I was wondering if CB is fertile, despite his tender years. So this afternoon–after I went back to the chicken auction and picked up a pretty 4 month old Auracana cross for $5 (yes, I need intervention)–I cracked open the buttercup egg she oh-so-obligingly deposited in her “secret” nest while I was gone.

It was fertile.

(For those of you who are desperately curious about what a fertilized egg looks like, here you go.)

And later this afternoon, I went to check up on the new chickiepoo, and one of the Welsummers was bokbokbokking in the coop, so I hung around. She laid an egg. (Saved from the stewpot!) Just for giggles, I cracked that one open too.

It was fertile, too.

So obviously, CB is living up to his name, and with enthusiasm at that.
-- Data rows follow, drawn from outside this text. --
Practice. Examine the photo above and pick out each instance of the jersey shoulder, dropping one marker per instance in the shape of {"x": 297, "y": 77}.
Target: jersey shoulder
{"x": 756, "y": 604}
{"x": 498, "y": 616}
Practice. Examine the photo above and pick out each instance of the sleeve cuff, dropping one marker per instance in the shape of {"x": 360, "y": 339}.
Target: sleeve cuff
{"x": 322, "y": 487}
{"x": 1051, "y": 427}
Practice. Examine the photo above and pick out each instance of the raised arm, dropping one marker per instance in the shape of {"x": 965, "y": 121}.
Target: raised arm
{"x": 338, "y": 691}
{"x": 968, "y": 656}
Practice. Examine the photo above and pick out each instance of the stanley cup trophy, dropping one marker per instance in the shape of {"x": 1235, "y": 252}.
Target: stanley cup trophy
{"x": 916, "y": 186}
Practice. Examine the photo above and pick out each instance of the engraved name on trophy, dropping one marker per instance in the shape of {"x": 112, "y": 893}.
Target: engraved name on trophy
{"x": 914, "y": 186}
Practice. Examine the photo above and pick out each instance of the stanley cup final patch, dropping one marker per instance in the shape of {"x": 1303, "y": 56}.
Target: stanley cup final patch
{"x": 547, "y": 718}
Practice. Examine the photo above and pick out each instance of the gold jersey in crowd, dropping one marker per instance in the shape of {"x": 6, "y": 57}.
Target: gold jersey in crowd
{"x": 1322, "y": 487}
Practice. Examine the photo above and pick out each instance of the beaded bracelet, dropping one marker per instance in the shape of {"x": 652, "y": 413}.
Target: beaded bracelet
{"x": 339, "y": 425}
I just hope he’s leaving his sisters alone. First, that’s incest. Second, it would be statutory rape.

Two eggs today!

Two eggs today!

Behold! Two eggs today! The buttercup’s egg was in her hidden nest; the brown one was in the coop. Those plastic eggs must be working. I have no idea who this is from. The barred rock? A welsummer? But two eggs!

Two eggs

Captain Beefcake gets his groove on

Captain Beefcake gets his groove on

The early bird catches the hen, and boy, Captain Beefcake is on the PROWL.
Captain Beefcake

At 13 weeks, he’s already started (cough, cough) with the hens. Well, not ALL the hens. Mainly my black Australorp, who I bought a couple of weeks ago. Her name is Michelle Obama; her sister’s name was Oprah. “Because they are all black ladies,” explained the woman I bought her from. I don’t know how Michelle Obama would feel about having a chicken named after her, but if you have a chicken with your name, this would be the one to have. She’s a love and will eat berries right out of your hand.
Michelle Obama, the chicken

The violence of chicken love is a little shocking. He grabs the back of Michelle’s neck and smushes her to the ground. Then he has his wicked way. It looks painful; on the other hand, Captain Beefcake also doesn’t have a lot of staying power. It lasts about three seconds.

Three seconds is also about the time it takes the buttercup and the welsummers to put him in his place when he goes after them. He starts doing his little drag wing thing and hop. They affix beady little eyes on him. He tries to get close, at which point they aim a sharp peck at him, and he goes running.

And no one can get close to my new speckled sussex. It’s amazing how different hand-raised and farm-raised chickens are. Captain Beefcake sidled up to her one day and she sprinted across the lawn in sheer fright. To be fair, she does that with everyone.
Mrs. Spotty

On another note, he’s now the only rooster left. Yes, that other blue birchen marans was a rooster; he now has a home on a farm in Monroe, where he is going to have a harem of frizzles.

Captain Beefcake greets the morning

Captain Beefcake greets the morning

Steve elbowed me. “Did you hear that?”

“Mpphhh,” I said, snuggling deeper under the covers and returning to my dreams in which a giant chicken was chasing the mass murderer H.H. Holmes, on whom we had watched (part of) a movie on the night before.

“It was your rooster.”

“No it wasn’t,” I said groggily.

And then, piercing the early morning stillness, came another crow.

“It must be another rooster,” I amended.

But this morning, after I let them out of the coop, and after they went hurtling up the small rise wings aflap (which always gives me a lift), my rooster lifted his beak to the sky and let out a bellow.

Well good morning Captain Beefcake. We salute you too.